Okay, so let’s start off with this: for decades now, we have been conditioned to look at boys and girls with preconceptions of what they should wear, which type of toy they should play with, and what sort of things they like. We’re all in the same boat here…

The best example of this is; ask you how the toy aisle is split? I bet your first thought was “boys’ toys” and “girls’ toys”, right? If it was, don’t worry. That’s the way pretty much everyone thinks as well! And that’s because we’ve been conditioned to think that those toys are for one specific gender.

Did you know that the reason video games were (and largely still are) perceived as “boy’s toys” is because, after the video game industry crash in the 80s, Nintendo decided to launch their NES system as a toy, and had to choose which side of those aisles it would sit on? That is, literally, the only reason gaming became a “boy’s thing”… Before the industry crash, it was seen as for everyone.

Anyway, I digress. The issue with the preconceptions is that we subconsciously re-enforce them as well. Even if we don’t mean to, we end up buying the toy cars for our sons and the cute pink puppy dolls for our daughters.

That’s why, as of last week, I decided to consciously make the effort to stop doing that with my daughter. How? By letting her choose what things she wants! And she’s only 2!

The First Sign

When I think about it, I’ve actually been rather open with her in terms of music that she listens to… But that was probably just because she ended up liking my taste in music.

Ever since she was about 6 months old, her favourite music has included the likes of Bring Me The Horizon, Metallica and Linkin Park (at least, the first couple of albums). So, even then, it was pretty obvious that she wasn’t going to be following the stereotypical “little princess” idea…
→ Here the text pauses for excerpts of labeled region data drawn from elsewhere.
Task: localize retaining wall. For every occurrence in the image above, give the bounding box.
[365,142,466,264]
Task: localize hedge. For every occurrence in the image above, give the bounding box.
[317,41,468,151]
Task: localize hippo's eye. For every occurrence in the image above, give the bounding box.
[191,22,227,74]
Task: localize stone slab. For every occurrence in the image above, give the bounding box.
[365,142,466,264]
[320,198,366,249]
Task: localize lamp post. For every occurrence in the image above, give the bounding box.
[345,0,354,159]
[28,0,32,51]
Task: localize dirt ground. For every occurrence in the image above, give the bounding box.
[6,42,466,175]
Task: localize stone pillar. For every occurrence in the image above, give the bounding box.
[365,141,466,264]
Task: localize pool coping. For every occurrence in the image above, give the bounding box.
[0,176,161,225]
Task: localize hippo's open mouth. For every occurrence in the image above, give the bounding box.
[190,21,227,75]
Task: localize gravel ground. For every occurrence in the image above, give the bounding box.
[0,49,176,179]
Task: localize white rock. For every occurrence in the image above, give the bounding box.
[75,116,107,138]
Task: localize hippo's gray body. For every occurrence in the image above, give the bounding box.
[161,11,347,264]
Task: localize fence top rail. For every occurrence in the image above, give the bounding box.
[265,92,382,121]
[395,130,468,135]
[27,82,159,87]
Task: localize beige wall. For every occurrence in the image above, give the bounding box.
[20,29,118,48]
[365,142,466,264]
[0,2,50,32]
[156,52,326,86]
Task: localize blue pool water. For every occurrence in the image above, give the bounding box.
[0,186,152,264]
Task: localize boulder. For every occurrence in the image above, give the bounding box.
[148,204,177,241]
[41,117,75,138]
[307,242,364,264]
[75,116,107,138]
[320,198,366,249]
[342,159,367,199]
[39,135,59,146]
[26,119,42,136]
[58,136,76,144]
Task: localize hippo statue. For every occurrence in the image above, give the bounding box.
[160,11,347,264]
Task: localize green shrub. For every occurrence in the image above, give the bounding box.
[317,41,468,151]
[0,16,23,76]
However, she still absolutely loves My Little Pony… In fact, she’s got My Little Pony bedding, clothes, soft toys, night lights and more! We also have the entire series (minus Season 7 as it hasn’t finished yet) so that she can watch it whenever she wants downstairs! Oh, and we bought her a Kindle Fire tablet specifically so that she could watch it on Netflix as well!

So, I figured that she was still going to slot into that preconception somehow, and subconsciously, I steered her towards it for a while… I bought her clothes from the “girls” section, and toys on the “girl’s shelf.”

It wasn’t until last week that I really understood what I was doing…

The Turning Point

You see, we’d bought her loads of toys over the past two years…. Hundreds of pounds worth. But she didn’t play with them. Instead, she would play wit an old keyboard and TV remote that we have. We put it down to her being a kid and, as everyone always says, kids get bored of things really easy.

Looking back, I should have realised that wasn’t the case.

Last week, we took her to the toys aisle in Tesco, and instinctively started picking up the fluffy animals and things. She pushed them all away, and was not interested at all. So then we tried some of the dolls for toddlers… Again, she wasn’t interested.

Then, all of a sudden, she leant forward in her pushchair and picked up two toys, from the “boys’ shelf”; a police car and a fire engine. She pulled them close, started pressing the buttons on them, and smiled at us with one of the biggest smiles I have ever seen! She was so happy with these toys! So we bought them!

It’s been almost a whole week since then, and she still isn’t bored of them! Just like she didn’t get bored of the keyword or remote…

And that’s when it clicked; she was getting bored of those other toys so quickly because they were toys we thought she should play with and like… They weren’t, however, the type of toys she actually likes and wants to play with. Our preconceptions about what girls should play with were leading to her getting bored with the toys we were buying!

Of course, that’s not all! That same day, we went to H&M and decided to get her some clothes. So, where did we go first? That’s right! The girls’ section of the shop! We went around, and picked up loads of different “pretty in pink” clothes and everything else you’d expected… But before we went to the checkout, we decided to show the clothes to her and see what she thought.

The only set of clothes that she didn’t push away was (of course) a two-set of My Little Pony outfits. Everything else, she couldn’t have pushed away faster!

So we decided to walk around the shop and see what things she picked out. In the end, we found a few tops she liked (blue, red and purple ones) and one that she seemed to love almost as much as the police car and fire engine; a black Metallica t-shirt with their skull logo on it! (You have no idea how happy I was when she smiled at that t-shirt).

The interesting part about all of these t-shirts that she liked? They were in the boys’ section of the shop.

So, that’s twice now that I’ve seen my daughter go against the preconceptions of what boys and girls should be like, and she’s only 2. That’s also twice that I’ve realised I was subconsciously forcing her into a specific gender role.

Well, that’s not happening anymore!

From now on, I’m going to let my daughter chose her clothes, toys and everything else. I’m going to let her find out and decide who she is, rather than forcing a set of preconceived ideas about “being a girl” on to her. And I think she’ll be happier for it… She certainly has been the past week.